We acknowledge that the present study has some limitations. The cross-sectional design used in this study cannot provide evidence on a causal relationship between anorexia nervosa and alterations in spinal posture and movements. The device used in this study was designed to measure spinal posture and movements only in the sagittal and frontal planes, limiting our ability to assess spinal rotation in the horizontal plane. It is important to consider that spinal movements were assessed only from the upright posture, and that differences in skeletal structure between the two groups were not controlled, which may influence the interpretation of the present findings. Pelvic incidence was estimated using the sacral angle measured by the Idiag M360 device, which is less accurate compared to pelvic incidence measurements derived from X-ray imaging, regarded as the gold standard. Furthermore, the results of the present study, conducted on a relatively small study group, will have to be confirmed with a more extensive study population, including individuals of both genders and different age ranges.
Nevertheless, the present study was strengthened by the accurate selection of two age- and sex-matched subgroups (individuals with anorexia nervosa vs. normal-weight individuals), thus providing detailed insights into the specific characteristics of the spine, including global and segmental posture and spinal mobility of adult females with anorexia nervosa.

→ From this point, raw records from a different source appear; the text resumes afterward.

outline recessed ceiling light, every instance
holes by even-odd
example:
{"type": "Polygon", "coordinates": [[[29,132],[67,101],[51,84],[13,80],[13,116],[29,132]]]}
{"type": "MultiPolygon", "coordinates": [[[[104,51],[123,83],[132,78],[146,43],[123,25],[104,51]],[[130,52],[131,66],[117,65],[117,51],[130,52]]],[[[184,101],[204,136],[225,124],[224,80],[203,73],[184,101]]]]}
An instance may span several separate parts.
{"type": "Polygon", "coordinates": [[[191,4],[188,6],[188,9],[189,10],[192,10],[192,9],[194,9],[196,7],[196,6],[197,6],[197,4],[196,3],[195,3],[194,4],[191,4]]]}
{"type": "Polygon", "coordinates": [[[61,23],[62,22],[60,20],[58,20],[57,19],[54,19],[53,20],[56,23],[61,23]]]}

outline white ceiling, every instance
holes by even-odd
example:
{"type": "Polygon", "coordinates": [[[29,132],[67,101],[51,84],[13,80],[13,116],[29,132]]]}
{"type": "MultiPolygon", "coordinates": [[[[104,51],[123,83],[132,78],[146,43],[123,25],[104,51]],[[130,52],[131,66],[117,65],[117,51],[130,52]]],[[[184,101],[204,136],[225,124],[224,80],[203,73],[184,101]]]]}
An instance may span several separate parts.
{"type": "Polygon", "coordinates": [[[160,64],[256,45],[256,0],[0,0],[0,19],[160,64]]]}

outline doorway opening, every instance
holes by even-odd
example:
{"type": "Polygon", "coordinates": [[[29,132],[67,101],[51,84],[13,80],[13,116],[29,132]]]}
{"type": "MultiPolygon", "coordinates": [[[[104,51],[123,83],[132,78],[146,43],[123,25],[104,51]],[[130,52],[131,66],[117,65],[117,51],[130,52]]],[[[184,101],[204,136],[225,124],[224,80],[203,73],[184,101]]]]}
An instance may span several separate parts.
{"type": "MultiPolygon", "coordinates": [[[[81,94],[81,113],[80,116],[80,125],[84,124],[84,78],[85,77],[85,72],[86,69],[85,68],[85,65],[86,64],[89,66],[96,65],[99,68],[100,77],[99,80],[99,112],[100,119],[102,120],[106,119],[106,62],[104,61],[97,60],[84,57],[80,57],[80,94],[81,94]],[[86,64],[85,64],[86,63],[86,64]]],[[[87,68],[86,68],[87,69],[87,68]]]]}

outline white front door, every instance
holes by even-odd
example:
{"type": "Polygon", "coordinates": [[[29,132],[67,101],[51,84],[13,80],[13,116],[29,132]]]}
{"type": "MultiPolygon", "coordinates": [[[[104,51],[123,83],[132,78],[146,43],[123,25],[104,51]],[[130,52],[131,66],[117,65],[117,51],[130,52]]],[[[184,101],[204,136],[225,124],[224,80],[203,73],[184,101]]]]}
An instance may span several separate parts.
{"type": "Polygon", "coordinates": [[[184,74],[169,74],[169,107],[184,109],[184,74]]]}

In conclusion, anorexia nervosa was associated with alterations in spinal posture and mobility. Adult females with anorexia nervosa had reduced lumbar and thoracic curvatures compared to normal-weight individuals. The only difference observed in spinal mobility between individuals with anorexia nervosa and those of normal weight was in thoracic flexion, which was larger in those with anorexia nervosa. These findings imply that spinal posture appears to be more influenced by anorexia nervosa than spinal mobility, highlighting the importance of taking account of spinal posture and thoracic mobility in the musculoskeletal assessment of individuals with anorexia nervosa. Interventions aimed at improving spinal postures may help to develop effective rehabilitative strategies for addressing spinal problems associated with anorexia nervosa and thus contributing to counteract the possible further worsening with advancing age.